Of petticoats & nursing in the ‘50s

In the early ‘50s, I was at the College of Nursing with classes in Diliman. My daily allowance was one peso: 10 centavos for jeepney fare from Dapitan to Quiapo and 15 centavos for the MD or JD bus ride to Diliman. Another 25 centavos was saved for the trip home. Fifty centavos was for my lunch of the best chicken sandwich and a bottle of coke at the Liberal Arts Building basement. Occasionally, a friend would get on the same jeepney or bus with me and pay for my fare, so I would treat myself to a full meal at the Home Economics cafeteria for 80 centavos! Couples who went on lunch dates on campus went to Sawali Corner where à la carte meals were served for about P1.50 per person. It was our idea of elegant dining on campus.

Girls wore full-balloon skirts to school. When the Diliman wind blew, we had to quickly squat and hold down our skirts or they would fly up and cover our heads and show our layers of petticoats. AC jeepney passengers would complain because when a girl in petticoats got on the jeep with them, the whole side seat was occupied with her skirt or covered the other passengers’ laps. I made my own skirts and blouses and each outfit cost me P5.50. At a peso per yard, I would buy four yards for the skirt and a yard and a half for the sleeveless top. 

During class field trips and the Labor Day parade, we wore blue jeans or pedal pushers with a shirt (T-shirts were not for girls then). If the trip fell on a Sunday and we had to hear Mass before the trip, we stood at the back because we were not properly dressed for church. We enjoyed rainy days because it was an excuse to use bakya and carry an umbrella to share with anybody who did not have one, to cross the campus to another building for the next class — it was a way of meeting new friends. On buses, if we were seated we offered to hold the books of people, mostly law students, who were always loaded with books.

One lunch break activity that was well attended was the lecture of our beloved chaplain, Father John P. Delaney, SJ, on love, courtship and marriage. What stuck in my mind was when he said, “Marriage is not a 50/50 relationship, but 100/100.”
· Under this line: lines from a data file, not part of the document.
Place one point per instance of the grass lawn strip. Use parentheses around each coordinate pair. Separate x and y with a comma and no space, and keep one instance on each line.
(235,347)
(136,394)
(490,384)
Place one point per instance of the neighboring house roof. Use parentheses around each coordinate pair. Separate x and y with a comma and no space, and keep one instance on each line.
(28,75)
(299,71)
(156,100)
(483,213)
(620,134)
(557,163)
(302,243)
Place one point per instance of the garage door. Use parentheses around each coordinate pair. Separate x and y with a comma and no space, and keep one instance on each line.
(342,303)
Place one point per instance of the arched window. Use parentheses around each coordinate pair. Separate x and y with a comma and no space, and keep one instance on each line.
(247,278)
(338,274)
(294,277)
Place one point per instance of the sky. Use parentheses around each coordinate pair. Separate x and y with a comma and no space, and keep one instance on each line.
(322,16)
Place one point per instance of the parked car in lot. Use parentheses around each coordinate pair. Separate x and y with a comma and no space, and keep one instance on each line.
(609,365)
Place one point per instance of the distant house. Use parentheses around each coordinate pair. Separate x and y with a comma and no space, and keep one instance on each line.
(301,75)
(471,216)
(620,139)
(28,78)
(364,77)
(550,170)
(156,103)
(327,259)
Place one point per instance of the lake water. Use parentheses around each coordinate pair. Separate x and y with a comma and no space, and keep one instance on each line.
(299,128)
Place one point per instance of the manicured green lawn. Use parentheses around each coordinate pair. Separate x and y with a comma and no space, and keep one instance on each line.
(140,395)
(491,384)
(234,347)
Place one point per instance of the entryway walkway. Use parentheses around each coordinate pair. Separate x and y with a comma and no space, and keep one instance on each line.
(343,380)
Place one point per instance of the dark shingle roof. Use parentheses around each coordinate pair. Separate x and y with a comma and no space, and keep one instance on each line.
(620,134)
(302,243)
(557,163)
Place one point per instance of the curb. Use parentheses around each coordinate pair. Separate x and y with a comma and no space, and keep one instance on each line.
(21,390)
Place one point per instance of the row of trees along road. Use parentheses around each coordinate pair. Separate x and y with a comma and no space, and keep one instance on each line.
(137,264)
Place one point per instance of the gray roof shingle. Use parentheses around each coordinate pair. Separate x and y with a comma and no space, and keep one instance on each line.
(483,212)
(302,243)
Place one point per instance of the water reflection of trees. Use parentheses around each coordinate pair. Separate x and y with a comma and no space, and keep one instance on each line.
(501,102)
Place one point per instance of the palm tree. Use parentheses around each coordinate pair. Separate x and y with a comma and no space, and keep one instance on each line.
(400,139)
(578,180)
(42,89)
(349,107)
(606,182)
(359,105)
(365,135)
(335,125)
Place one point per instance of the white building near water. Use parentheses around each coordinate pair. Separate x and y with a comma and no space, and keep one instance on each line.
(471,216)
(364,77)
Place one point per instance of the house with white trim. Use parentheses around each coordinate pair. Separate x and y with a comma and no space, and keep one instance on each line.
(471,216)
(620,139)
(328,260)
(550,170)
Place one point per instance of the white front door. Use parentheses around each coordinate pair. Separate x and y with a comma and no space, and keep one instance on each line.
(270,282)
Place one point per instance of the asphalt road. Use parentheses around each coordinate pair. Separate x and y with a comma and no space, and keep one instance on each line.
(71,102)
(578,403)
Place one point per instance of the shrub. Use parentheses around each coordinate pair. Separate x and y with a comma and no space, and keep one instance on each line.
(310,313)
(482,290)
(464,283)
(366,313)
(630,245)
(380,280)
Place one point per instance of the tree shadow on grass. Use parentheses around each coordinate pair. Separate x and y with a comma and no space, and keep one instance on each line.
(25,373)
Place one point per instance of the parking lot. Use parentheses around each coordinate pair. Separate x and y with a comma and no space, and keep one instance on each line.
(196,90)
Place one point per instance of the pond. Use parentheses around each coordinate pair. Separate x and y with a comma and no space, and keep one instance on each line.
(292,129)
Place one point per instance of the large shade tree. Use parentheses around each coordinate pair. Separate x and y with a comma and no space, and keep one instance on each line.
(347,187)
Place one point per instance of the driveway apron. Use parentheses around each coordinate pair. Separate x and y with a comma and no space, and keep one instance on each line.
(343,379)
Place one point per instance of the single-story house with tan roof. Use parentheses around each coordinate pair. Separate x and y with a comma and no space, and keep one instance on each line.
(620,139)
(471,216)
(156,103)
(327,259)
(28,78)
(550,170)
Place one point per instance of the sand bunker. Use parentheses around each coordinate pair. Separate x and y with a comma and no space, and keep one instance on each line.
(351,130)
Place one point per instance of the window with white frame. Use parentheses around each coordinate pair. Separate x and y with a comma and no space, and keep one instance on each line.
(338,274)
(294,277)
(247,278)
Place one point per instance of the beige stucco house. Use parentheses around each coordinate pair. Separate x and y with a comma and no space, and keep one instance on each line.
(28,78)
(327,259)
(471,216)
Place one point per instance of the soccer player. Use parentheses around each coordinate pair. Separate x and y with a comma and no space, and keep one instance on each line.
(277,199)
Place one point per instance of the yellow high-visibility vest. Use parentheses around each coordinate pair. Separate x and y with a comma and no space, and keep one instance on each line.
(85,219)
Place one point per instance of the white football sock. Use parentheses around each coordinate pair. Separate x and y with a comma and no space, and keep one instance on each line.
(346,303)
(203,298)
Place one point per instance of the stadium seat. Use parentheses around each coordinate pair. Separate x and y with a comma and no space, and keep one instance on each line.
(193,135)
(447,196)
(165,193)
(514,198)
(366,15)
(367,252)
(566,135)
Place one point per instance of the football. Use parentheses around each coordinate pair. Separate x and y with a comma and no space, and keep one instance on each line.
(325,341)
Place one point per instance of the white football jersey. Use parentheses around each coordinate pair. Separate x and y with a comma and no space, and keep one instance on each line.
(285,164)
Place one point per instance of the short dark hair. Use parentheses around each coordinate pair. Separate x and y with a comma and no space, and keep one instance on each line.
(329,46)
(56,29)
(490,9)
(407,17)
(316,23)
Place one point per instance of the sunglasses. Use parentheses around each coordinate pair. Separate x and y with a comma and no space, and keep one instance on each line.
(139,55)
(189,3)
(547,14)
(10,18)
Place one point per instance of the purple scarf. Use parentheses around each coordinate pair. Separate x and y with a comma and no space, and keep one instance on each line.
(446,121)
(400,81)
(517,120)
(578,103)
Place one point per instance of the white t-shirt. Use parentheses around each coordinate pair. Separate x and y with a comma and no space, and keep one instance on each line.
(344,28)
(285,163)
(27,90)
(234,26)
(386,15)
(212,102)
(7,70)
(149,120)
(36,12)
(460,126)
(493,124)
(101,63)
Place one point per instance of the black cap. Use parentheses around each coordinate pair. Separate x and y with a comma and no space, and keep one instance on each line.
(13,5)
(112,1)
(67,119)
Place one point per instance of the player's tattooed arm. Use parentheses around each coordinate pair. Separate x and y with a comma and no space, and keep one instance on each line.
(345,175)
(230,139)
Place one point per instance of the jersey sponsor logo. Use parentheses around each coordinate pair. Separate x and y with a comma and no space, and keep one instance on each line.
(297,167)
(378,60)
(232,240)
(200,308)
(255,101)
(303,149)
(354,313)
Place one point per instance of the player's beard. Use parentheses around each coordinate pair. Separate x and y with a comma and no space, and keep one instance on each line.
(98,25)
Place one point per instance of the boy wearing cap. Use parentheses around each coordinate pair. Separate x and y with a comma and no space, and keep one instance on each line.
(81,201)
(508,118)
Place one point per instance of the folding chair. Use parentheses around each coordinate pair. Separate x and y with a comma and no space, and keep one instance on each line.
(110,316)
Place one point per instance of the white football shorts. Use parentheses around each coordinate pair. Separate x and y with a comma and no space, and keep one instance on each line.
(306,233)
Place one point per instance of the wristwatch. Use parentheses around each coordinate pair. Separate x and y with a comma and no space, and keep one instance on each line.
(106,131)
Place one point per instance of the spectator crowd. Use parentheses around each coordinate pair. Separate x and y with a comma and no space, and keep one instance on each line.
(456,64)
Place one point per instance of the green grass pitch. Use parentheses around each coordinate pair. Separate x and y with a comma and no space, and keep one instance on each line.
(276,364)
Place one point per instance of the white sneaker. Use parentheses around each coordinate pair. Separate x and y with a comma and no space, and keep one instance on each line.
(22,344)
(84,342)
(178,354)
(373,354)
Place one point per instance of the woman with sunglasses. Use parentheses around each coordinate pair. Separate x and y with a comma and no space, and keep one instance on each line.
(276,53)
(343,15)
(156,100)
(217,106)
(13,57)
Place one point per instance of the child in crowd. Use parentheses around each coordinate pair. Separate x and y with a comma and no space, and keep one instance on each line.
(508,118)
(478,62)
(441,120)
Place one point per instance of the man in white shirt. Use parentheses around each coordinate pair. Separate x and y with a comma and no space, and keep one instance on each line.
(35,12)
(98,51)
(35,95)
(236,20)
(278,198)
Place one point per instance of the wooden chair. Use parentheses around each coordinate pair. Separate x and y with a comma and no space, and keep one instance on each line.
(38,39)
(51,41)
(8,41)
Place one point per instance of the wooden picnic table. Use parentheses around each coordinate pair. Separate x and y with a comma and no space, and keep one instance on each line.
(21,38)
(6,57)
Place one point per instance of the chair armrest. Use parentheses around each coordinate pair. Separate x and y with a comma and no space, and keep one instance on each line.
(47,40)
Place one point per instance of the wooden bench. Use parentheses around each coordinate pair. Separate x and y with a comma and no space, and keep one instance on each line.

To graduate from UP, one had to pass swimming class. I remember classmates who did not learn how to swim and had to be pushed into the deep end of the pool to execute how to float and tread water. They were scared to death but the lifeguard was always there with his long pole. The vacant period after swimming class was spent in Little Quiapo eating merienda — the famous halo-halo for 15 centavos. There was a jukebox where we dropped five-centavo coins to play 45 rpm records of our favorite tunes.

The television was newly invented then and I had to travel on a jeep to go to a classmate’s house to watch an interview of Joni James before her performance in the Philippines. Not every house had a telephone so I had to go to my aunt’s next door to make and receive phone calls.

 The shopping areas then were Escolta and Carriedo Streets. We spent many hours there shopping for shoes or window shopping. RTW clothes were not yet in vogue. Most girls went to dressmakers for custom-made clothes. I remember Carriedo stank with the smell of leather because most shoe stores were there and all shoes, and even slippers, were made of pure leather. Movie houses were also located in the area so it was not unusual to meet classmates or other UP friends in the place referred to as “downtown.”

We enjoyed the annual Cadena de Amor for graduating girls. We wore white short formals for the occasion. There was the Lantern Parade where we paraded in costumes during the Christmas season. The Oblation Run had not been conceived of then. I wonder how the students and the parents would have reacted to the idea of frat men running naked around the campus in full view of everybody.

Our third year in the program required us to stay at the Nurses’ Home of the Philippine General Hospital on Taft Avenue because we had to report to the wards at 7 a.m. It meant lining up in the bathrooms at 5:30 to be ready at 6:30 or earlier, and finishing breakfast before 7.

It was fun bonding with our classmates and other residents in the dorm. We had late-night picnics and chats in the dark after the 9 p.m. “lights out.” We remember classmates who were so generous with food their moms had brought and those who would hide theirs in their closets. We also had classmates who “borrowed” our stuff from our closets without permission. One classmate borrowed my blue pair of shoes and returned it black. We had a curfew and those with boyfriends who went out on dates had to be back by 9 p.m. or be locked out.

 As in other UP dormitories, there was this eerie story of a “white lady” hanging from the ceiling of one of the bathrooms. It was said that during the war, a nurse was raped by an enemy soldier, so she took her life in the dorm. Then there was the taxi driver who happened to be an exhibitionist. He would stand in front of the nurses’ residence at a certain hour with a flashlight. He was ignored until he finally gave up.

Life as a student of nursing in UP in the early ’50s was difficult, with hospital training in the morning and rushing with lunch and going to Diliman in the afternoon for our classes.

We were always rushing but we always had time to do our laundry and set our hair with rollers at night!

It was a difficult life but I would not have traded it for anything else.